Pourquoi le football ne doit plus occulter les crises profondes du Cameroun

Alors que le Cameroun traverse une période de turbulences majeures, une question fondamentale se pose : pourquoi le ballon rond continue-t-il de monopoliser l’attention alors que les fondements de la nation vacillent ? L’absence des Lions Indomptables à la prochaine Coupe du monde aurait dû sonner comme un signal d’alarme, pourtant, le débat public reste prisonnier de polémiques sportives stériles.

Une passion dévorante face à une réalité institutionnelle fragile

Le football camerounais, autrefois symbole de puissance et de réussite, n’est plus que l’ombre de lui-même. Entre gestions contestées, scandales à répétition et infrastructures défaillantes, la discipline traverse une crise de gouvernance profonde.
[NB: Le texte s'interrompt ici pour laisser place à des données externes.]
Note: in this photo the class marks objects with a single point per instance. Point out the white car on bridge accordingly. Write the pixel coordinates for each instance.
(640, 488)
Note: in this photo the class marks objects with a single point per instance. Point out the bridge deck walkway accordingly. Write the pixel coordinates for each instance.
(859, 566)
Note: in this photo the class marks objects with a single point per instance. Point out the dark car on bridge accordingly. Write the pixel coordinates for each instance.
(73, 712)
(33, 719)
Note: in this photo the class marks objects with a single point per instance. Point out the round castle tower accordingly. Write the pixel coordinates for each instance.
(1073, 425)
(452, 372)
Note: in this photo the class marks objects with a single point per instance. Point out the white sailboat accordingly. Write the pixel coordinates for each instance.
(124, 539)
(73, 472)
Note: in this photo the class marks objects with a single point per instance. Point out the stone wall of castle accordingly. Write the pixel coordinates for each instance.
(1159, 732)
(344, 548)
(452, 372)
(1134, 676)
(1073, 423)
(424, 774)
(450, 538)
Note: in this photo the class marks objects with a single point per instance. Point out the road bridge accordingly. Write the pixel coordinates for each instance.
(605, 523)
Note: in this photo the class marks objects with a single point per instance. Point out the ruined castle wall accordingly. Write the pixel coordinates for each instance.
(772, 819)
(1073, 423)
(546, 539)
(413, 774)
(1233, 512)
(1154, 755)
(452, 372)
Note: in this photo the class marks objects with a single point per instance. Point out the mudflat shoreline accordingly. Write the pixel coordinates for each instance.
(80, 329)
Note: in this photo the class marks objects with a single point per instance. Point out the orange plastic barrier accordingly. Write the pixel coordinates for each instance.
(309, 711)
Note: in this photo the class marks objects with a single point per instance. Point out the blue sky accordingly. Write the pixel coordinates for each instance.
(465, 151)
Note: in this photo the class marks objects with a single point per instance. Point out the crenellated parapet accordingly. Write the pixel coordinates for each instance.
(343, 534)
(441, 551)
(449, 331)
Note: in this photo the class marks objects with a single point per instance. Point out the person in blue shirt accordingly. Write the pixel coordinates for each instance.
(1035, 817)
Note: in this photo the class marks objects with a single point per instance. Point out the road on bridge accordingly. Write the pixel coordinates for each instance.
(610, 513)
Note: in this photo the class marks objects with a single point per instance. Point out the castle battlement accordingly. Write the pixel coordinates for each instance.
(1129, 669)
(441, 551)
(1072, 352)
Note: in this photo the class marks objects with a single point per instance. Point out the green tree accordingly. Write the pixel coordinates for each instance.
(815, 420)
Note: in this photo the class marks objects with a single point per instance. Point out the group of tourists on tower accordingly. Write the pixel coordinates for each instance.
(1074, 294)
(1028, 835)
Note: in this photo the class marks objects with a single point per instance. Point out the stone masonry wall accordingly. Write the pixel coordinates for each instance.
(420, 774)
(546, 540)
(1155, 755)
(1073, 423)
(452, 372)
Si l’admiration pour des figures comme Samuel Eto’o reste intacte pour beaucoup, elle ne doit pas servir d’écran de fumée aux dysfonctionnements de l’État.

Dans un contexte où l’actualité politique Cameroun est marquée par l’attente interminable d’un remaniement gouvernemental, le silence des institutions est assourdissant. Le poste de vice-président, créé par une révision constitutionnelle, demeure désespérément vacant. Plus inquiétant encore, l’absence prolongée de Conseil des ministres ou de Conseil supérieur de la magistrature interroge sur la normalité du fonctionnement républicain.

L’État de droit et les urgences sociales en péril

La crédibilité de la justice est également mise à rude épreuve. Entre mandats d’amener non exécutés sur ordre administratif et ordonnances de mise en liberté qualifiées de faux après coup, l’insécurité juridique gagne du terrain. Pendant ce temps, les citoyens font face à des défis quotidiens accablants :

  • Dégradation avancée du réseau routier ;
  • Accès précaire à l’eau potable et à l’électricité ;
  • Chômage persistant des jeunes diplômés ;
  • Explosion du coût de la vie pour les ménages.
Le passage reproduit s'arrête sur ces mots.